Leveling the field between youth and age

We are enjoying the aftermath of an all-grandkid weekend: fatigue, muscle cramps and a blue bucket filled with cicada shells by the back door. We will rebound shortly. Thanksgiving sounds about right.

The spirit is willing, but the flesh is weak—especially when you are outnumbered 11 to 2.

Our strategy is to wear them out before they wear us out. In intense heat, this means water, an inflatable pool, hoses, sprinkler heads, water blasters, water balloons, races and relays, whatever it takes. There’s nothing like blistering sunshine and high humidity to level the playing field between youth and age.

Step one is to borrow our daughter’s three-tiered inflatable pool because our pool has been trashed. She crams their pool in the back of their vehicle, hauls it to our house, where we drag it out of her vehicle, lug it through the garage into the backyard, unfold the monstrosity, then call for a search party to locate the electric pump.

The pump is in the driveway filling basketballs. Thump-thump. Thump-thump. Thump-thump. The neighbors love our get-togethers.

Meanwhile in the backyard, kids are filling water balloons. It is going as planned; they are all expending energy.

Little ones howl that they don’t have any water balloons because the bigger kids are hogging the hose. Older ones, now armed with water balloons the size of watermelons, target beloved cousins as well as grandparents.

Balloons burst spraying dime-size metallic discs into the air like Roman candles on the Fourth of July. It is raining metallic confetti. The entire yard sparkles. We have a backyard with bling. I wonder if they can see this from the Space Station. It shouldn’t be long before the starlings and red-tailed hawks arrive.

Silly me. I put out a call for balloons and someone sent confetti balloons. I will absolutely return the favor.

Water balloons spiral out of control at the same time someone asks for bug spray, another yells she didn’t get sunscreen, another needs bandages and someone else wants me to look at a red welt on her shoulder from a water balloon.

“It’s not bad,” I say. “I’ll dig that confetti out later.”

We begin a game where kids divide onto teams and compete to pick up the most marbles with their toes from a large tub of water. This buys us four, maybe five, minutes – enough time to resume normal breathing.

Water balloons commence again.
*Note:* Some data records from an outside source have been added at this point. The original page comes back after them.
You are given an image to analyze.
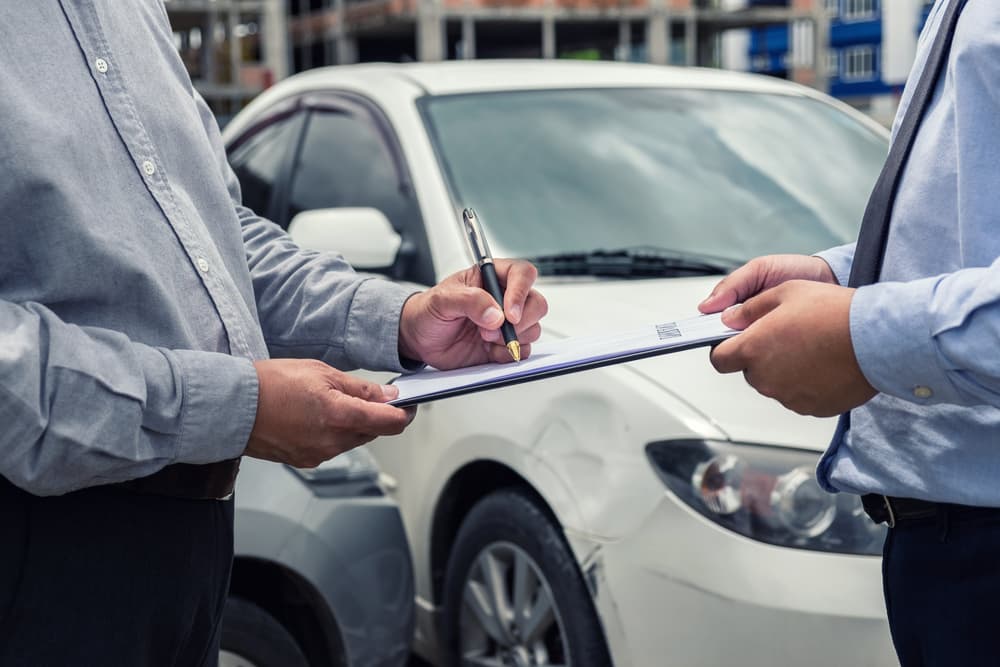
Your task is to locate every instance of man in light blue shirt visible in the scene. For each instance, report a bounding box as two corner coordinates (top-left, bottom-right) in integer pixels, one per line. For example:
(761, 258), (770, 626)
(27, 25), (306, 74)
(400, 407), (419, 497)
(0, 0), (545, 667)
(701, 0), (1000, 665)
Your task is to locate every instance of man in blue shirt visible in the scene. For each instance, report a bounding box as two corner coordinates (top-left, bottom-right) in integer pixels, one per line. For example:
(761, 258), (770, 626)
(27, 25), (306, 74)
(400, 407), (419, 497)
(700, 0), (1000, 665)
(0, 0), (545, 667)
Someone in the pool yells that someone deliberately splashed them. Two starlings and a hawk position themselves in a maple tree eyeing the yard and perhaps some of the smaller children.

Somebody tugs on my shirt and asks, “When’s lunch?”

They’re gaining on us. We pull out the big guns—the frozen T-shirt contest. You drench an adult T-shirt in two cups of water, fold it into a square, place it in a plastic bag and freeze it for 48 hours. Each team must unfold the frozen T-shirt and put it on a team member.

They are expending incredible amounts of energy. Look at them struggle! They’re pulling, straining, and clawing at the frozen shirts. We’re gaining on them now!

Why, yes, I would enjoy a refreshing glass of iced tea while sitting in the shade.

It was a good day and an exhausting day.

They say I nodded off 10 minutes into the movie after dinner.